Dana Corp., a major Daimler-Chrysler supplier, says it has been business as usual since the merger.
'Chrysler has always had outstanding relations with its suppliers,' said Gary Corrigan, a Dana spokesman. The merger has not affected the way in which suppliers are brought in early and as partners on projects, he said.
Robertson fills the void created by the departure last month of Chris Theodore, who was head of platform engineering in Auburn Hills. Theodore went to Ford Motor Co. and is one of several DaimlerChrysler executives who have left Auburn Hills since the merger.
Robertson, 56, is responsible now for all platform engineering activities associated with the Chrysler, Dodge, Jeep and Plymouth brands. That is in addition to his other responsibilities, which include technology strategy planning, scientific labs, the proving grounds and Truck Operations.
A QUESTION OF TIME
Robertson said he will take advantage of the strong in-house development and research capability that comes with the merger. He said he can handle the additional work load of platform engineering activities.
'Obviously, we have to figure out how I'm going to manage the time, which meetings I can be in and which not,' he said.
Theodore's former title, senior vice president of platform engineering, has been eliminated.
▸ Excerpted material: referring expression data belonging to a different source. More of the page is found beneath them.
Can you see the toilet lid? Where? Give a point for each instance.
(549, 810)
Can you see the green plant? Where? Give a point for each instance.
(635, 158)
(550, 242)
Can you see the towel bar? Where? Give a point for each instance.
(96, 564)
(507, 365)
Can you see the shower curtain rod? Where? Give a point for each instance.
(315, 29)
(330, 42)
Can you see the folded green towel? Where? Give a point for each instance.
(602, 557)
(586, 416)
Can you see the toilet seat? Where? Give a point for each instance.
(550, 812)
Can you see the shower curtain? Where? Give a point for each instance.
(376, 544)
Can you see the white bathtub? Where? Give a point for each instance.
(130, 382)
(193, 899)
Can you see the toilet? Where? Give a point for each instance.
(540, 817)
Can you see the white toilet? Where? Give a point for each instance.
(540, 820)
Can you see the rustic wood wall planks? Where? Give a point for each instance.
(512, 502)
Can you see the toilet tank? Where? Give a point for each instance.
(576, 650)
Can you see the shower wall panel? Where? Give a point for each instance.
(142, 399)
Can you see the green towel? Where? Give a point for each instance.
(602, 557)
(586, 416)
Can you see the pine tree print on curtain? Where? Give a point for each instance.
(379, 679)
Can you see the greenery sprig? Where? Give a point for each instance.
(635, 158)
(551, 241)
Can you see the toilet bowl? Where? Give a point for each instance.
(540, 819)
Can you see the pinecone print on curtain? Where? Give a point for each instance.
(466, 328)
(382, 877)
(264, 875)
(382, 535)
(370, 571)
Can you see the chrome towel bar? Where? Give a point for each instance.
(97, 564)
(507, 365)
The former Chrysler Corp. continues to use platform teams for product development. The teams bring together people from all fields, such as design, engineering and manufacturing, to develop vehicles.
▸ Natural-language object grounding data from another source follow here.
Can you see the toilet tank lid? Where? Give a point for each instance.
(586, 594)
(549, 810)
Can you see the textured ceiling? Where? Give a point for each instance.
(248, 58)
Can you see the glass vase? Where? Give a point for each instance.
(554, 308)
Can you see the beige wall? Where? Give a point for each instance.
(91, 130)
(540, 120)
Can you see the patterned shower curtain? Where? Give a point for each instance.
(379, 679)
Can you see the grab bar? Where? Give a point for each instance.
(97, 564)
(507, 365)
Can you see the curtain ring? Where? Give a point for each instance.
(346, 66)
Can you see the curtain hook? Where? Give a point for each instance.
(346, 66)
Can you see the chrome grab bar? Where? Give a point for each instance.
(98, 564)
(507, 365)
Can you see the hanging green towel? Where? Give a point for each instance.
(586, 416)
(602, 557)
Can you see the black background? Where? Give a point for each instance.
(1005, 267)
Before his departure, Theodore rolled platform engineering into a 'seamless enterprise,' Robertson said. He will continue to operate engineering as one large enterprise with one budget.
Theodore was interesting, creative and entertaining, and he will be missed, Robertson said.
'When you lose someone like that, it's kind of a blow on a personal level,' Robertson said. 'But on the other hand, we have a lot of talented people. One person leaving, two or three people leaving, is not a catastrophic blow to the enterprise.
'I suppose the biggest concern, and this is true of any number of us, is that Chris knew everything we were doing. He was deeply involved in all the products we're developing.'
But Robertson said that kind of knowledge, unlike basic engineering skills, has a very short shelf life because plans can change quickly.